マサが向った先は真穂の推測通り、箱根を抜けて御殿場へ向う長尾峠の少し手前だった。途中から県道を外れ、細い路地を山の上のほうへ登ってゆく。別荘地へ向う私道のようだった。道の細さからして、別荘街ではなく、個別の山小屋か何かの様子だった。先行するスクーターの甲高い音を頼りに見つからないように少し距離を置いて追っていた真穂だったが、スクータのエンジンが切られる音を聞いて、少し手前で車を停め、目立たない樹木の木陰に自分のクーペを停める。そこからは歩いていくつもりだった。
真穂は動き易いように、黒いオートバイ用の革ジャンにぴったりした黒のパンツという出で立ちで着ていた。木陰に隠れながら進めば、ぱっと見ただけでは樹の陰に紛れ易かった。

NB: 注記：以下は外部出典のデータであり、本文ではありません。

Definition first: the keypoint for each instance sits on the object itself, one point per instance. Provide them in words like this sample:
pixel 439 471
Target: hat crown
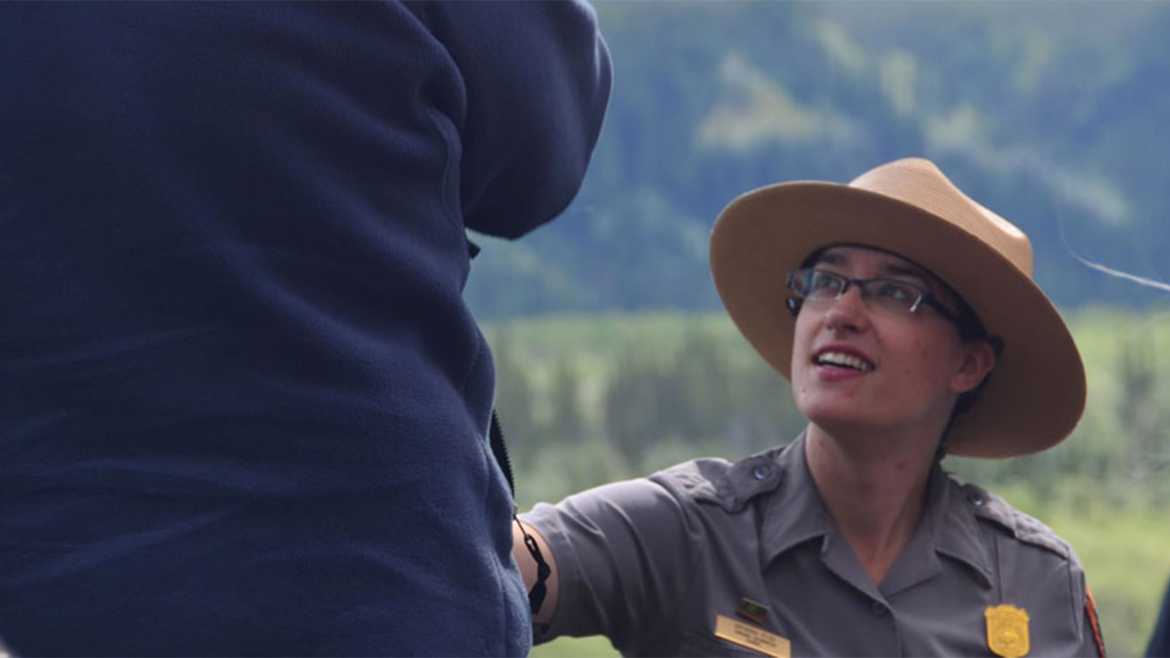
pixel 919 183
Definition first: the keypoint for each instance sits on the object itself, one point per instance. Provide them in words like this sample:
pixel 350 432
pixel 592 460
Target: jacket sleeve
pixel 537 79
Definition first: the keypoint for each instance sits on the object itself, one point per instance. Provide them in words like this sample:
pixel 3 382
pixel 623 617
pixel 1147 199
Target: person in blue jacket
pixel 243 406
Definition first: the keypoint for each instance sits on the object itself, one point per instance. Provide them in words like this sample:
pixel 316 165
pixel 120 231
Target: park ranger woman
pixel 907 320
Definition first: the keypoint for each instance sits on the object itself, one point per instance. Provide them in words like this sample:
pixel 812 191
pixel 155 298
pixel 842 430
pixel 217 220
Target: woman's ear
pixel 978 358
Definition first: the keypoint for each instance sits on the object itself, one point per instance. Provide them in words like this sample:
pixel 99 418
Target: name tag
pixel 751 637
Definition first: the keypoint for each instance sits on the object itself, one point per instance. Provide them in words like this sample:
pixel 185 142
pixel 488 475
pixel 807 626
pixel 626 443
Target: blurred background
pixel 612 351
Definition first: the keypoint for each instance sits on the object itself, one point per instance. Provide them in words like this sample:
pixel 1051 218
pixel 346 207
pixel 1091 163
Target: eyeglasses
pixel 820 287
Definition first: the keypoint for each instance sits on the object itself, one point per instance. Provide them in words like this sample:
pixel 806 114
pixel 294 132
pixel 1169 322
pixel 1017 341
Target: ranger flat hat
pixel 1036 393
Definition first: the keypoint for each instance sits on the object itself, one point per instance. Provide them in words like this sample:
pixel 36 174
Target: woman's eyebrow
pixel 900 269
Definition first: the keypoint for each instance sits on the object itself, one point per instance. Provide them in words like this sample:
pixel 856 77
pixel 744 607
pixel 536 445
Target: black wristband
pixel 539 589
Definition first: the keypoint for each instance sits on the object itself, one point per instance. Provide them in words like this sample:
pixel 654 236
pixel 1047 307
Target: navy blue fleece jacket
pixel 242 403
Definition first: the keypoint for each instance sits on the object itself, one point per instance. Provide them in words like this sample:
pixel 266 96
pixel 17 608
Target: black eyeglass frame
pixel 924 296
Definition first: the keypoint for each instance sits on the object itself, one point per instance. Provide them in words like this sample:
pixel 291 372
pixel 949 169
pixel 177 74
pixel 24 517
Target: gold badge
pixel 751 637
pixel 1007 630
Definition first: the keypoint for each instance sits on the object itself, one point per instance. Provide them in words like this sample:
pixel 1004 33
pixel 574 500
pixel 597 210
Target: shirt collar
pixel 796 513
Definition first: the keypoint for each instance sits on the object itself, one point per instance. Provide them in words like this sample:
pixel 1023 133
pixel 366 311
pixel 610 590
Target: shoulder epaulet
pixel 1020 526
pixel 728 484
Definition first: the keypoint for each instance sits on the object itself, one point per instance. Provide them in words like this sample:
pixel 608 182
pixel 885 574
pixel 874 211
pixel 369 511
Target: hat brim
pixel 1037 391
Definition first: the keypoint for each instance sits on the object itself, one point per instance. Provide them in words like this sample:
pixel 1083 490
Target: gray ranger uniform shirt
pixel 651 563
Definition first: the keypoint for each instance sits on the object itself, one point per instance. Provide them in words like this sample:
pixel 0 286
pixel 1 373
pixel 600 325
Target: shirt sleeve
pixel 623 553
pixel 537 79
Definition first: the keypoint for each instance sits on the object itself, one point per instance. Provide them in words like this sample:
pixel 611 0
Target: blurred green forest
pixel 614 360
pixel 591 399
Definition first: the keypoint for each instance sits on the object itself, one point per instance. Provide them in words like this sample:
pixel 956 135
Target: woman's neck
pixel 874 487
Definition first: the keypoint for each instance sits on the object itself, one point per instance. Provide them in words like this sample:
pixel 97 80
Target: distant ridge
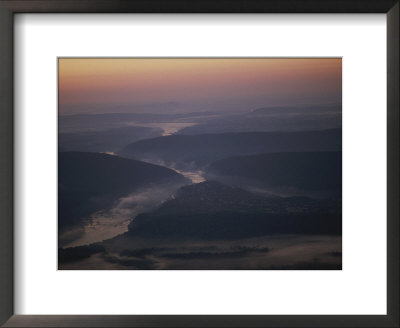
pixel 203 149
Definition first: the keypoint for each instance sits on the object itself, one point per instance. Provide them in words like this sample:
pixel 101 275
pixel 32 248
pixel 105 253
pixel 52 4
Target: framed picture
pixel 168 167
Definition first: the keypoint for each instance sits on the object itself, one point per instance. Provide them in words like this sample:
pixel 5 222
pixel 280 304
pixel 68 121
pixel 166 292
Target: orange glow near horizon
pixel 235 81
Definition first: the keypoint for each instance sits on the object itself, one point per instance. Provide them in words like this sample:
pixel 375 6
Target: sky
pixel 106 85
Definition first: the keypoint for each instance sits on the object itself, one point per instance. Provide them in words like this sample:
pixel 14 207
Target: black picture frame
pixel 10 7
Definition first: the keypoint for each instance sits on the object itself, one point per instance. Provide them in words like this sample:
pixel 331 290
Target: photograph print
pixel 200 163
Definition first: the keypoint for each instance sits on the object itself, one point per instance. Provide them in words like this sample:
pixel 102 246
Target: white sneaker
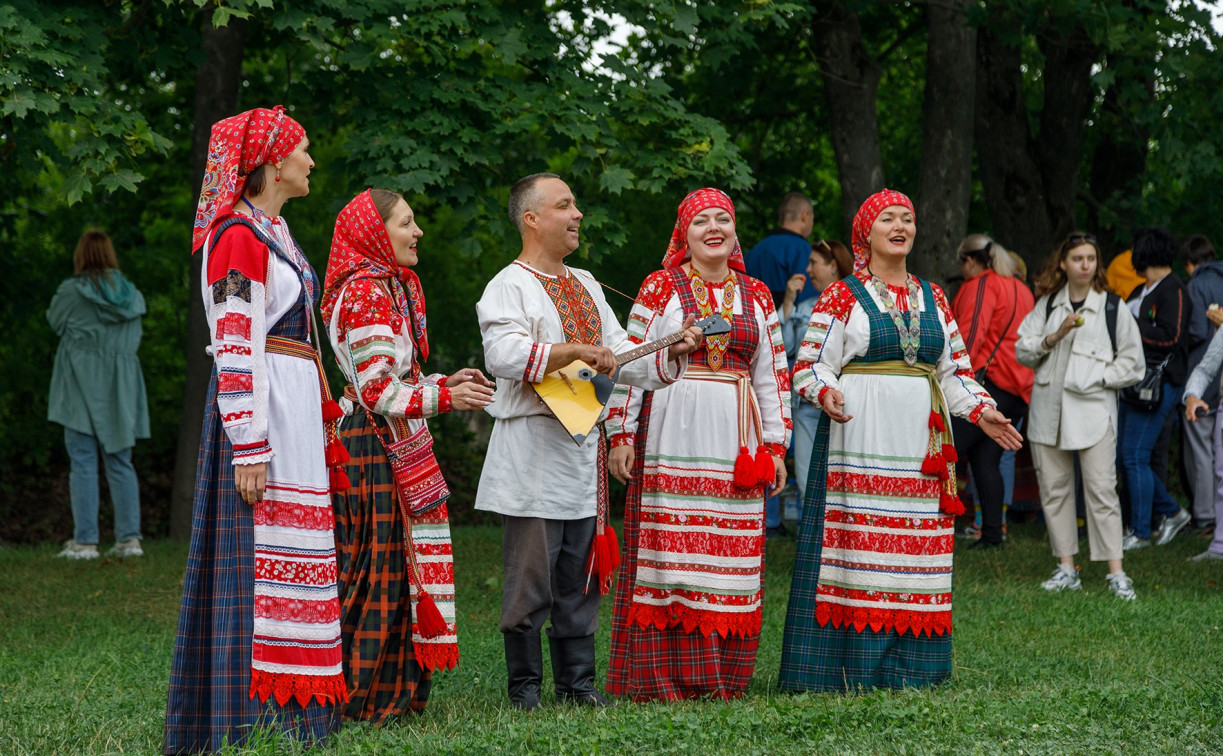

途中に錆びかけた鉄の門がある。古い石の門柱の間に掛けられた鉄柵のようなものだが、鍵は掛かっていない。真穂は音を立てないように慎重に人一人が滑り込めるほど門を開くと、そっと奥へ忍び込む。鬱蒼とした屋敷の植え込みをぐるっと廻ると建物が見えてきた。まぎれもなく数ヶ月前、真穂が拉致され監禁された洋館だった。二階建ての四角い矩形の建物の上に、一部に三階部分があり、その部分以外は鉄柵で囲われた屋上バルコニーになっている。その鉄柵に括り付けられ晒し者で放置された自分の姿を真穂は思い出していた。